Given the artistic and cultural importance of Keith Jarrett’s fully improvised “solo concerts,” it is surprising that their documentation on record is finite. His new double CD, The Carnegie Hall Concert, is only his 12th solo concert album in 33 years. (Granted, several have been multidisc sets.)
The new album and its predecessor (last year’s Radiance) signal a new direction in Jarrett’s solo art form. Instead of uninterrupted hour-long outpourings, the concerts are now broken up into more manageable “discrete pieces.” The earlier format generated higher highs-more majestic sweeps, more catharses-but also lower lows, in transitional filler and abandoned ventures.
The first CD here offers five varied “instant compositions.” The opening piece (starting with no plan-and 88 options) is a far-flung impulsive process that expands and contracts, gets dense and thins and fidgets forward and slows, as freshly compelling ideas succeed one another.
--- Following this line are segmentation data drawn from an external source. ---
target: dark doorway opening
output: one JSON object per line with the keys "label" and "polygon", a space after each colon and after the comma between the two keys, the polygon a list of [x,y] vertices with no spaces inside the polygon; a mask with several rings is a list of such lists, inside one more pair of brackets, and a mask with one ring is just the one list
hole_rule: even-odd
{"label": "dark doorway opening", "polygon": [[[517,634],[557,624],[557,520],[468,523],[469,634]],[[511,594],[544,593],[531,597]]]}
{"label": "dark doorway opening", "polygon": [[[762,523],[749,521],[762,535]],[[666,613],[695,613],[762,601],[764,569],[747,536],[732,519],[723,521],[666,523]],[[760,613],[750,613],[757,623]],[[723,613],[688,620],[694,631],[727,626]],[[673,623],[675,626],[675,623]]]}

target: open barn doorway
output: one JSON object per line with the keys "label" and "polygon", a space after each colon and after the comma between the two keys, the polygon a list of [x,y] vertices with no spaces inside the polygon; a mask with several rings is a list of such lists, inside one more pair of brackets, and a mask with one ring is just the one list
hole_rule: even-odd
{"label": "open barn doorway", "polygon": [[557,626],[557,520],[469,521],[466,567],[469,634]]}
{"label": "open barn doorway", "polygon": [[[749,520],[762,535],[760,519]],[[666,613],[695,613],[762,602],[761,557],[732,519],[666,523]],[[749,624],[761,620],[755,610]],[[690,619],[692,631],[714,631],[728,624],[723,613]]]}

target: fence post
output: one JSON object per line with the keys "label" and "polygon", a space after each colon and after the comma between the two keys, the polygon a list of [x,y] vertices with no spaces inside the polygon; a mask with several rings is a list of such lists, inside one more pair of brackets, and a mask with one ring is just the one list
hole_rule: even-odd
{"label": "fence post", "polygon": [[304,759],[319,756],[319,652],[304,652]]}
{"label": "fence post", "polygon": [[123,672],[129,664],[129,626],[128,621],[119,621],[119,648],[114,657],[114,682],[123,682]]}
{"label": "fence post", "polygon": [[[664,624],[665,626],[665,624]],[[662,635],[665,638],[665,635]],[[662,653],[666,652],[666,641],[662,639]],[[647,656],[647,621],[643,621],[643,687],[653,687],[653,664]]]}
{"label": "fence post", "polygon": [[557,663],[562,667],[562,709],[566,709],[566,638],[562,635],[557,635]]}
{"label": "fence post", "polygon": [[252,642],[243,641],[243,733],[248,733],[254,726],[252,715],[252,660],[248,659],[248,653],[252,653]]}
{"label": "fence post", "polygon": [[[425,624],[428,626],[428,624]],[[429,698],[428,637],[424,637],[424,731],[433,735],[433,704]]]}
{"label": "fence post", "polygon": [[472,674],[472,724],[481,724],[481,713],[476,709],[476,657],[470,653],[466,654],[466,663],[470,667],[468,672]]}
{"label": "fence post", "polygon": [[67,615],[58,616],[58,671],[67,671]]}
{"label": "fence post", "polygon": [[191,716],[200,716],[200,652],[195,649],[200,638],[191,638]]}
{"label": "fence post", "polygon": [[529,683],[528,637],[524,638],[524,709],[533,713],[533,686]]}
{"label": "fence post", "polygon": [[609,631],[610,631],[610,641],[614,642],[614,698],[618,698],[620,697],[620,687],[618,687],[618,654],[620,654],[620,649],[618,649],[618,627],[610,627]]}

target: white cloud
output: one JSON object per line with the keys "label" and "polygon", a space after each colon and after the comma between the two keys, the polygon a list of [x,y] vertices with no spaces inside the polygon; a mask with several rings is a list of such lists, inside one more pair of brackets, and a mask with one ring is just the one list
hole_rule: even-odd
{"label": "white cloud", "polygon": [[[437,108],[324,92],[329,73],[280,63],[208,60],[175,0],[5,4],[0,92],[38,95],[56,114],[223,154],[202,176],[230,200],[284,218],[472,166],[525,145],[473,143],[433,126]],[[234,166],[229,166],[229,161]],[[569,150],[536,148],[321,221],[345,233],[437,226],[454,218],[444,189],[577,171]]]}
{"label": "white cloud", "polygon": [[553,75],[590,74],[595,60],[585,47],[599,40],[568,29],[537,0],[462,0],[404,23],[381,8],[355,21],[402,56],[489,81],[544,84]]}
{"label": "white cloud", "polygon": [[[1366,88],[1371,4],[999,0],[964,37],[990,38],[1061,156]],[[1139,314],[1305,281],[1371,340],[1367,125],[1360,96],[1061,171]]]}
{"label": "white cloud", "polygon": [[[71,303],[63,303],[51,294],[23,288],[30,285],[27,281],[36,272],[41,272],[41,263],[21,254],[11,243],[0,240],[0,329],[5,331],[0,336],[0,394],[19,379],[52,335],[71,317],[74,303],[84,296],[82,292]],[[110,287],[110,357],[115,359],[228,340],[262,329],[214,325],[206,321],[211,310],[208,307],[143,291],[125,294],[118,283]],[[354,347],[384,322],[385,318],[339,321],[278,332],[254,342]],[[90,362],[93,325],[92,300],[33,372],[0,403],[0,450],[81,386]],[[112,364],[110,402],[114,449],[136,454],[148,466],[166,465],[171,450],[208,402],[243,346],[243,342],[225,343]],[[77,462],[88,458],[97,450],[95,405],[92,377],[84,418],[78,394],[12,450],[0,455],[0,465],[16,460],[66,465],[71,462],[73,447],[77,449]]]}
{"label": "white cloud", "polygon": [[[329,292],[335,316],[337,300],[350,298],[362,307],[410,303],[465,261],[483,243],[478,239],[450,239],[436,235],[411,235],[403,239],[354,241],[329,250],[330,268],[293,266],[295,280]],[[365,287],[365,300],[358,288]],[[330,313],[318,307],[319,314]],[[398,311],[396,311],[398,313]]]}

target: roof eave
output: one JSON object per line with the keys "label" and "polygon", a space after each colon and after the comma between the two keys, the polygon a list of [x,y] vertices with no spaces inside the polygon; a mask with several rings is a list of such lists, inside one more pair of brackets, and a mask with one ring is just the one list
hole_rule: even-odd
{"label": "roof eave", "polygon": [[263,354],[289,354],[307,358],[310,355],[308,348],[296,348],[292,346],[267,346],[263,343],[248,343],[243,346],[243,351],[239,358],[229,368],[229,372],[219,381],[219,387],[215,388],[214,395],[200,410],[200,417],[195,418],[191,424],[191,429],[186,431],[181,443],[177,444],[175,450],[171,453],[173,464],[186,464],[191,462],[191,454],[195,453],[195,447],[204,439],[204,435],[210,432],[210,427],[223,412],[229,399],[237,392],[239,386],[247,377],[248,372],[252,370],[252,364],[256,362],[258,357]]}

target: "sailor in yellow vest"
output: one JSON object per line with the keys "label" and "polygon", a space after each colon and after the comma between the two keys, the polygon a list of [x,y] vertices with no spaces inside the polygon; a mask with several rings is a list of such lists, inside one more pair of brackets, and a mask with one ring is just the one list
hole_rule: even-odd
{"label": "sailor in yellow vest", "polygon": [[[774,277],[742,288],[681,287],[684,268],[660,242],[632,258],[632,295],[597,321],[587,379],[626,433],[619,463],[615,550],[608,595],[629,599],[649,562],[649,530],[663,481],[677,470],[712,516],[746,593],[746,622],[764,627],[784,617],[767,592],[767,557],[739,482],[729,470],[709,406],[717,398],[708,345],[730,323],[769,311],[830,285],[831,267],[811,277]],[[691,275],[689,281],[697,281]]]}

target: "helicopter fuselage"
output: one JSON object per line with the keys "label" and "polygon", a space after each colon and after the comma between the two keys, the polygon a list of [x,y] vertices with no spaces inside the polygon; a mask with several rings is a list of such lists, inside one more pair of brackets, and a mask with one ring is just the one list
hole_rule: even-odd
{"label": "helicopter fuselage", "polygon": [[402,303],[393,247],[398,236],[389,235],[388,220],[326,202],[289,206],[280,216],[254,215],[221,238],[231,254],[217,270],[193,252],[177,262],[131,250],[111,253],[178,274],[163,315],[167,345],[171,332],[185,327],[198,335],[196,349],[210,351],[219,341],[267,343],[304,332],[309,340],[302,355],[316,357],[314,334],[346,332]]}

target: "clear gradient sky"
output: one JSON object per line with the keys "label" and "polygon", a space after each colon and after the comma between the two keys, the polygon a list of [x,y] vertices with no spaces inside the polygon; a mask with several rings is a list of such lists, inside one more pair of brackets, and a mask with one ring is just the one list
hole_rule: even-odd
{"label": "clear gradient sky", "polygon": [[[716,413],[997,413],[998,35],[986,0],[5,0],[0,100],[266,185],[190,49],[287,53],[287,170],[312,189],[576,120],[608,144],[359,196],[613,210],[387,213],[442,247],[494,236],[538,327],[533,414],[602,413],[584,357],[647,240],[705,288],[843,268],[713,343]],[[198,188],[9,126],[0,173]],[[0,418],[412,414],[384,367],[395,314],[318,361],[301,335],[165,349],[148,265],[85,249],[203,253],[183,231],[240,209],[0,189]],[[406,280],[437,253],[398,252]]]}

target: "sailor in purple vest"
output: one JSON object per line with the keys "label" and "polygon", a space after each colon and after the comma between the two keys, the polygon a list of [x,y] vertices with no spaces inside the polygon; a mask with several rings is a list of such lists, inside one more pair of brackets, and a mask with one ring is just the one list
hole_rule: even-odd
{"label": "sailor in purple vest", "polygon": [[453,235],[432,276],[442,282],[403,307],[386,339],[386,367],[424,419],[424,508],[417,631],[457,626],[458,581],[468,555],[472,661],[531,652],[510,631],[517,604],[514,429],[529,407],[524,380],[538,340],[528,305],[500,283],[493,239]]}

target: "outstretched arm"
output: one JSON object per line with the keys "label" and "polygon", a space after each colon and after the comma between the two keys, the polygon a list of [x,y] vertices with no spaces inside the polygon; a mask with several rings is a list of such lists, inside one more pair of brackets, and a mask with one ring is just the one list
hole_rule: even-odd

The second is a three-minute minor groove, a hook set deep. The third is an incantatory secular hymn. Then there is a new stimulation of rippling high-treble cascades that never settle. Part five is a nine-minute formal meditation upon sequential lyrical epiphanies.
Of the five remaining sections (opening the second CD), six, seven and nine are unremarkable, but eight and 10 are luminous forms of crystalline poignance, coalesced from free air.
The audience at Carnegie Hall demanded five encores, and three are highlights of the album: the graceful ascent of Jarrett’s 30-year-old “Mon Coeur Est Rouge,” “My Song” (from 1977, a jewel only slightly less finely cut than the original quartet version) and a gentle closing of the circle, “Time on My Hands.”
This is a valuable addition to a distinguished body of recorded work. One complaint: With its five encores, the second CD contains more than 17 minutes of applause and 59 minutes of music. This ratio will test the patience of even the most worshipful Jarrett fans in search of a vicarious solo concert experience.